Check out the many companies on the Internet supplying bio and synthetic fuels and blends to the marketplace for ICEs. One of the more promising “gas-to-liquids” (GTL) technologies, known as Fischer-Tropsch (FT) dates back to the ’20s and WWII.
More recently, thanks to processing breakthroughs, abundant natural gas (plus coal or other feedstocks) can reportedly now be economically converted into liquid F-T fuels.7 According to University of Kansas researchers, “Preliminary engine tests indicate that these [F-T] formulations are probably the best liquid fuel that has ever been recorded for use in a diesel engine.”8 Another company reportedly has developed a different GTL process for converting natural gas into various clean fuels, using physically smaller processing facilities.
It’s not a case of whether we will be using the alternatives to petroleum as discussed above, but when and to what degree. The reasons are compelling:
energy security, the cost of importing and defending oil interests, reduction of the trade deficit, renewable/sustainable supply, domestic economic development, global warming, etc.
We as automotive technicians, educators and industry partners have the opportunity (and challenge) of adapting to these alternative technologies. The more we learn about how engineers—and policy makers—are introducing these alternative fuels into the petroleum mainstream, the better prepared we’ll be to discuss these new technologies with our family, friends, and customers.
Low Sulfur Diesel Fuel and It’s Implications
Since 1993, regulations limit sulfur content in petroleum diesel fuel for highway use to 500 parts per million (ppm) by weight.
Non-road diesel fuel sulfur ranges from 2500–5000 ppm and presently averages around 3000 ppm.
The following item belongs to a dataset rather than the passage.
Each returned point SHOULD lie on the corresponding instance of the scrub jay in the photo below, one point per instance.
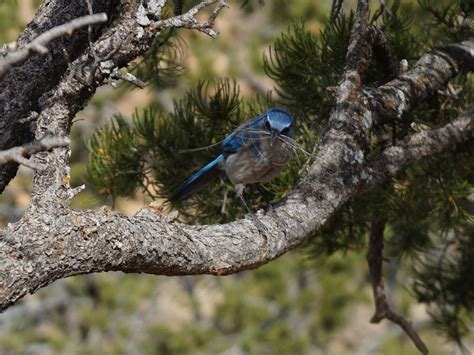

We’ll see a substantial reduction of sulfur in on-road petrodiesel fuel to 15 ppm sulfur in 2006. Vehicle OEs support low sulfur diesel, stating it’s needed to make use of after treatment technologies and to pull ahead of advancing clean diesel technology. If sold here, the highly popular and fuel-efficient diesel automobiles selling in Europe could help us reduce oil consumption, but they cannot meet EPA restrictions without the use of low sulfur diesel.
Likewise, advanced technology diesel engines developed for the 80+ MPG Partnership for a New Generation of Vehicles (PNGV) rely on low-sulfur diesel, and could find their way into production autos. Unfortunately, it’s the sulfur in petrodiesel fuel that helps provide lubricity (lubricating qualities) for diesel injection system components, but removing sulfur by hydro-processing tends to reduce lubricity.
Without adequate lubricity, moving parts in the injection system will seize. Refiners are adding petroleum-based additives, but a 1–2% addition of biodiesel restores needed lubricity. SAE Standard J-2265 defines lubricity standards for diesel fuel used in North America.